Elias kept walking. His forcefield moved with him. The two heavy trailers just ahead of the Guardian group slid to the sides, gouging the pavement, pushed out of Elias’s path.
The rival guild group backed away. Anton remained and pulled a sword off his back. The seventy-five-inch-long blade was solid black. Pure adamant. Nice.
The forward edge of Elias’ shield touched the rival tank.
Anton gripped his sword, and the oversized blade burst into purple glow. The big man swung. The sword smashed into the forcefield and bounced off.
Elias kept walking.
Anton took a step back and slashed again. The sword rebounded.
Anton slid backward. Two feet. Three. Four. The tank reversed his sword and raised it above the pavement, about to stab it into the ground to anchor himself.
“It will break,” Leo called out.
“I’d listen to him.” Elias said, pausing. “It’s a good sword.”
Anton stared at them for a long second.
Elias drank his coffee.
The Guardian tank sheathed his sword. Elias dropped the shield. Another moment and it would be tapped out anyway.
The Guardians eyed him, wary.
Elias took the final swallow of his coffee. “Tell Graham that if he feels some way about this, he’s welcome to give me a call after I’m done with this gate.”
Anton turned his back to him and went back to the van. His team followed.
Elias watched them go, then turned around. “Alright people, I want us in that breach in ten minutes!”
The gate loomed before me, huge and dark. I turned to Jovo and pointed at it.
“Home.”
He grinned.
I opened my arms and hugged him.
He hugged me back and said something in his language. If my gem was awake, I might have understood it, but it was still dormant.
Jovo tinkered with his bracelet. A pale hole formed in the middle of the tunnel, with a fiery rim that spun like a pinwheel, throwing long trails of sparks. I glimpsed a strange city of sand-colored stone poised against a purple sky with a huge, shattered planet hanging above it.
Jovo pointed at the portal. “Baha-char. Kiar sae Baha-char.”
I had no idea what a baha-char was.
He grabbed my hands, looking into my eyes, and pronounced the words slowly.

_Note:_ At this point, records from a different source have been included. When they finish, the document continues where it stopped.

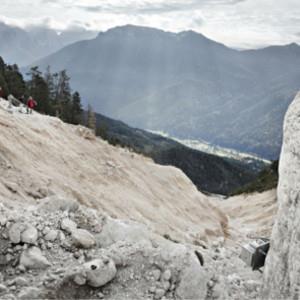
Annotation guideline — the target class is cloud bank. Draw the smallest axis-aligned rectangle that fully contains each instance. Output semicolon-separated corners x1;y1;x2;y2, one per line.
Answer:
0;0;300;48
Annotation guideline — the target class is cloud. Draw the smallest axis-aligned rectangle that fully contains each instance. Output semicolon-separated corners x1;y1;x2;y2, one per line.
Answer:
0;0;300;48
74;0;246;15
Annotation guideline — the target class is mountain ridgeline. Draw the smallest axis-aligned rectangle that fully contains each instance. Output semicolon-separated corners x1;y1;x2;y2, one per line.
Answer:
29;25;300;159
88;114;265;195
0;57;263;194
0;22;96;66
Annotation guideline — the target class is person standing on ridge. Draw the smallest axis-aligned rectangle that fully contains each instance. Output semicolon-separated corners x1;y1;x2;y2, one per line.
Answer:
27;96;37;114
0;86;4;98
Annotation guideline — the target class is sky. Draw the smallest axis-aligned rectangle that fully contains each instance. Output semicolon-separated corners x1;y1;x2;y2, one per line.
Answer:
0;0;300;48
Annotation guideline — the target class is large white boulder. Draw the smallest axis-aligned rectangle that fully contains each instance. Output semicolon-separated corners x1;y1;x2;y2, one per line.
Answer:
262;93;300;299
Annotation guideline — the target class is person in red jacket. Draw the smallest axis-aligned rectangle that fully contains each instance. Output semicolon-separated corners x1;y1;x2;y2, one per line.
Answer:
27;96;37;114
0;86;4;98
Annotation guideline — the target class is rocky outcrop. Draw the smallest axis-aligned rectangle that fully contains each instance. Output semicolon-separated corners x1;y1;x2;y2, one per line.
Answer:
263;93;300;299
0;198;212;299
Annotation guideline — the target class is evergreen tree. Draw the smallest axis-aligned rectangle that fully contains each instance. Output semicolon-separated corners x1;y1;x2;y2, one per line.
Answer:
27;67;52;114
4;65;26;98
87;104;97;134
55;70;72;122
70;92;83;124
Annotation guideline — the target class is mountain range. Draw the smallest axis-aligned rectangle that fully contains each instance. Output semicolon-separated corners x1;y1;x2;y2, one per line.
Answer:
0;22;97;66
29;25;300;159
90;110;267;195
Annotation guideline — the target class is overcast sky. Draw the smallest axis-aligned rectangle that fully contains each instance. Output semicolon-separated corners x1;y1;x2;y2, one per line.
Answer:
0;0;300;48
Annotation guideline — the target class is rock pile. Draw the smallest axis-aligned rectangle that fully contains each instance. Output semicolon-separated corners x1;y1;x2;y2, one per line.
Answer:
0;196;210;299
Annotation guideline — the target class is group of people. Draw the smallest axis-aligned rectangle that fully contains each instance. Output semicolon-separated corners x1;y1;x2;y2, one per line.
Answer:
0;86;37;114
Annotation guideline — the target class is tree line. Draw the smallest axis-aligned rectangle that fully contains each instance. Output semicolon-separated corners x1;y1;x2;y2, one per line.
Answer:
0;57;96;126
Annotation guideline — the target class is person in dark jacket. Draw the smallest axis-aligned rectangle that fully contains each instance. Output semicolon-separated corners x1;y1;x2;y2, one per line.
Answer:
27;96;37;114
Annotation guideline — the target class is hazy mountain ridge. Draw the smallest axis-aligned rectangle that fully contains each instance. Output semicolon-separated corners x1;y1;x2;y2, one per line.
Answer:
28;26;300;159
0;22;96;66
92;110;266;195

“Baha-char, Ada. Kiar sae Baha-char.”
This seemed vitally important. “Kiar sae Baha-char.”
He nodded.
“I’ll remember,” I promised.
Jovo grinned, let go of my hands, bowed to me, and dove into the portal. It snapped closed behind him, vanishing into thin air.
The tunnel lay dark and silent.
I took a deep breath and pulled my phone out of the pocket of my coveralls. I had carried it with me all this time, in a military grade shatterproof and water-tight case. I had turned it off when I entered the breach and hadn’t fired it back up even once. Even when turned off, phones still lost charge, and I needed it to power on now. My life literally depended on it.